Security Control Assessment at Machine Speed (NIST’s OSCAL)
We’ve all been there, a production deployment delayed, a mad scramble to put together a story, and missing documentation for an auditor. Such issues are made worse by ever increasing regulation and the ubiquity of IT in all aspects of business life.
As the sheer volume of systems and security requirements continues to explode, managing it all can feel overwhelming. One might feel tempted to delay & avoid looking under all the security risk rocks hoping for the best.
As shown by the recent SolarWinds hack, understanding risk within your domain is critical but not sufficient. One must also understand transitive risk, especially in the supply chain. Preferably (and increasingly mandated so) cyber risk is to be continuously collected, quantified, and remediated in one big virtuous continuous compliance cycle.
To help facilitate this continuous compliance NIST has introduced the Open Security Controls Assessment Language (OSCAL). The purpose is to provide a machine-readable representation of control catalogs, baselines, system security plans, assessment plans, and results.
Standardization around this OSCAL model will enable risk management at machine speeds, and vastly reduce the time and resource requirements to accomplish ATO or Compliance certification processes.
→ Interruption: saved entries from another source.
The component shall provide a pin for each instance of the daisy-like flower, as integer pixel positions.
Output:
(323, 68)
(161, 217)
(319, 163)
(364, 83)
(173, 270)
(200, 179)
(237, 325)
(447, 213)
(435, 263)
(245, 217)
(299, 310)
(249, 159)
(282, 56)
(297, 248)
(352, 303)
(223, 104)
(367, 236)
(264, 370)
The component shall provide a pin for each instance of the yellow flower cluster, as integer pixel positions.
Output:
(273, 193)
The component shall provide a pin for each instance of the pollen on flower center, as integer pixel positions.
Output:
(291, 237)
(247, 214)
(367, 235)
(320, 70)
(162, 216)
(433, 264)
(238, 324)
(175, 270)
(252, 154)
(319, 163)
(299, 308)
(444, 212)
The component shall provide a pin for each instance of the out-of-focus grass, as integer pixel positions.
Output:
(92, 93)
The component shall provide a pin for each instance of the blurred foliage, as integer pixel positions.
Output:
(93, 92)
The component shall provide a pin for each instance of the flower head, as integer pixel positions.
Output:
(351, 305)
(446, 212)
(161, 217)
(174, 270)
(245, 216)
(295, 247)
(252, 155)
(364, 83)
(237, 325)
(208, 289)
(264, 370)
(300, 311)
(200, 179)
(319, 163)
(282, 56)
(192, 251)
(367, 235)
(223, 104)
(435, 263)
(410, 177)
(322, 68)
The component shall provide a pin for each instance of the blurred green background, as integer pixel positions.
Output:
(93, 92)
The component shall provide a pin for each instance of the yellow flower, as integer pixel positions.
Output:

This comprehensive OSCAL model addresses the following Control assessment challenges:
- Control Information Lacks Standardization
- Assessing Control Implementations Across Multiple Components
- Supporting Multiple Regulatory Frameworks Simultaneously
- Documentation Reviews and Control Assessments are Largely Manual Processes
Ultimately, OSCAL can be a powerful tool to enable fast and continuous compliance.